The practice of granting third party releases in bankruptcy was recently dealt another blow by the District Court for the Eastern District of Virginia. In Patterson et. al. v. Mahwah Bergen Retail Group, Inc., Civil No. 3:21cv167 (DJN), the District Court found that the lower bankruptcy court lacked the constitutional authority to both rule on certain of the claims covered by the third-party releases at issue and, it follows, to confirm the debtors’ plan of reorganization. The District Court went so far as to sever the third-party releases from the plan, vacating the plan and remanding the matter for consideration of the plan without the releases. But the District Court didn’t stop there. The District Court further ordered that the case be reassigned to a different bankruptcy judge in a different regional division (that is not known for consistently granting third-party releases), adding that the Chief Judge could “assign it to himself if he believes the interests of justice so warrant.” Doc. 79 at 86.
This appeal arose out of the chapter 11 cases of Mahwah Bergen Retail Group, Inc. and certain of its affiliates (the “Debtors”). The Debtors’ plan of reorganization contained broad releases of a wide-range of non-debtor third parties, a practice that is common in large chapter 11 cases. The plan included a common opt-out mechanism, excluding from the “releasing parties” all holders of claims and interests that timely opted out of, or objected to, the releases. Notice of the plan and releases were delivered to, among others, approximately 300,000 current and former shareholders – members of putative class action against the Debtors and certain of their officers. Of those, approximately 600 had effectively opted-out shortly before the confirmation hearing. Given the limited response, the lead plaintiffs sought to exercise the opt-out on behalf of all putative members but their efforts were rebuffed. The plan was confirmed on February 25, 2021.
The lead plaintiffs and the US Trustee appealed and the matter was heard by District Court in mid-December 2021. According to the District Court, the releases at issue “represent the worst of this all-too-common practice, as they have no bounds. The sheer breadth of the releases can only be described as shocking. They release the claims of at least hundreds of thousands of potential plaintiffs not involved in the bankruptcy, shielding an incalculable number of individuals associated with Debtors in some form, from every conceivable claim – both federal and state claims – for an unspecified time period stretching back to time immemorial.” Id. at 5. As interpreted by the court, the releases “cover any type of claim that existed or could have been brought against anyone associated with Debtors as of the effective date of the plan.” Id. at 11. The District Court expressed concern that the Bankruptcy Court, when considering the effect of the proposed releases, had only focused on the putative class in its analysis, and did not address a myriad of other claims that would be released. Concerned with due process, the court noted that many of the “releasing parties,” including current and former employees, received no notice or opt-out forms. According to the court, “[t]his tunnel vision proves fatal to any notions of proper notice (as well as consent) in this case.” Id. at 12.
The District Court engaged in a lengthy analysis regarding constitutionality of the Bankruptcy Court’s ruling and found that under Stern v.
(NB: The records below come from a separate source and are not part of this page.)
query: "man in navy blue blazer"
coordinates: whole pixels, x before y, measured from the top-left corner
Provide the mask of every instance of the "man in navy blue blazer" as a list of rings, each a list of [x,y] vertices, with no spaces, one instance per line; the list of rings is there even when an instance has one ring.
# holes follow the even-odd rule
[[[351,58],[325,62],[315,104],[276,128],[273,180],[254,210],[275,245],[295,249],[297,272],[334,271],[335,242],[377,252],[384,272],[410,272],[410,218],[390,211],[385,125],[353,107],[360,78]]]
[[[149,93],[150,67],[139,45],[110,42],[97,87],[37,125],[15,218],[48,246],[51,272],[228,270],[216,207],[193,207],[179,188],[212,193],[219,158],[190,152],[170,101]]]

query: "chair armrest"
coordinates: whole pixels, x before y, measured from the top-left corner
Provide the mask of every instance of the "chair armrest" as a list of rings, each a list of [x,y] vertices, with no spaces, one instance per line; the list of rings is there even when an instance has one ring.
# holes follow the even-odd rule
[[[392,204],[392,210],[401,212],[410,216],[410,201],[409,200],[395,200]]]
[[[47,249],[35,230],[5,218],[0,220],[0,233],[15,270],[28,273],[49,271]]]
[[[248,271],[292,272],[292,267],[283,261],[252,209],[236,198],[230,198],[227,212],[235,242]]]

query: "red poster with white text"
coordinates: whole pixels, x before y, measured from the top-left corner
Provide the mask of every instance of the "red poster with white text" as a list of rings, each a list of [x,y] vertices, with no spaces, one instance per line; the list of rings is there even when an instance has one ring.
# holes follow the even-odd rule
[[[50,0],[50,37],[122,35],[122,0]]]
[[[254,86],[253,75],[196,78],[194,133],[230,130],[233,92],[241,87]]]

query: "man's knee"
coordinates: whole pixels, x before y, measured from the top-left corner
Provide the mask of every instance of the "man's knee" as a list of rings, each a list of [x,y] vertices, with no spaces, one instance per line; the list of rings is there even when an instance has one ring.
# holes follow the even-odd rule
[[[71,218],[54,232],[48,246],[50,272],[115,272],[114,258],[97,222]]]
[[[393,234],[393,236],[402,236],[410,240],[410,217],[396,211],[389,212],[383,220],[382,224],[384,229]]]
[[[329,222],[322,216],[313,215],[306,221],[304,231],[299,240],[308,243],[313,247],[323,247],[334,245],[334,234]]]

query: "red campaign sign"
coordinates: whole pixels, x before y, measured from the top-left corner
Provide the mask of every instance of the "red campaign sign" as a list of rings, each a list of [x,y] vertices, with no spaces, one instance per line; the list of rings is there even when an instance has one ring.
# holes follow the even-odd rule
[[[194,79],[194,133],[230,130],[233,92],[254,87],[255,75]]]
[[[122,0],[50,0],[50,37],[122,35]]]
Marshall, 564 U.S. 471 (2011), the Bankruptcy Court had no jurisdiction over the underlying claims or to grant the releases. It provided guidance for future determinations – “[d]ue to the substantial constitutional issues at play with the use of this perilous tool, it seems preferrable for a bankruptcy court to submit any third-party releases to the district court for approval via a Report and Recommendation in the rare and exceptional case that warrants the use of third-party releases. The Report and Recommendation should identify with specificity the claims and individuals released and provide detailed proposed findings of fact and conclusions of law to ensure that the released claims are truly integral to the reorganization.” Id. at 40. A burdensome feat to be sure, and perhaps impossible in many cases.
The District Court further considered whether the releases were consensual and met the standards for third-party releases in the Fourth Circuit. While consent may, in some cases, obviate the need for an analysis of the applicable factors, the court explained that the opt-out notice in the instant case does not satisfy the standards for consent. See Id. at 52. The District Court implied that, in order to find consent, proper notice must at a minimum (i) describe the released claims or the rights given up and (ii) identify consideration to the releasing party (i.e., a mutual release). The notices at issue did neither. Coupled with the lack of representation, the purported class members were not afforded due process. See Id. at 59. The District Court emphasized that notice was entirely absent for potential claimants outside the purported class. Accordingly, an analysis of the applicable factors was demanded, but not conducted, by the bankruptcy court. After conducting its own high-level review of the applicable factors, the District Court determined that the third-party releases were not appropriate. Indeed, it took the extraordinary action of severing the releases from the plan, finding that doing so would not “upset the viability of the plan.” See Id. at 71. That decision was made easier due to the nature of the underlying case. The Debtors had sold substantially all of their assets prior to confirmation, with only distribution of proceeds remaining — severing the releases would not upset this from proceeding according to the court (and there was consistent testimony at trial). See Id.
With the recent challenges to third-party releases in the Second Circuit, debtors will seemingly face an increasing burden to justify broad releases of third parties proposed in their plans of reorganization.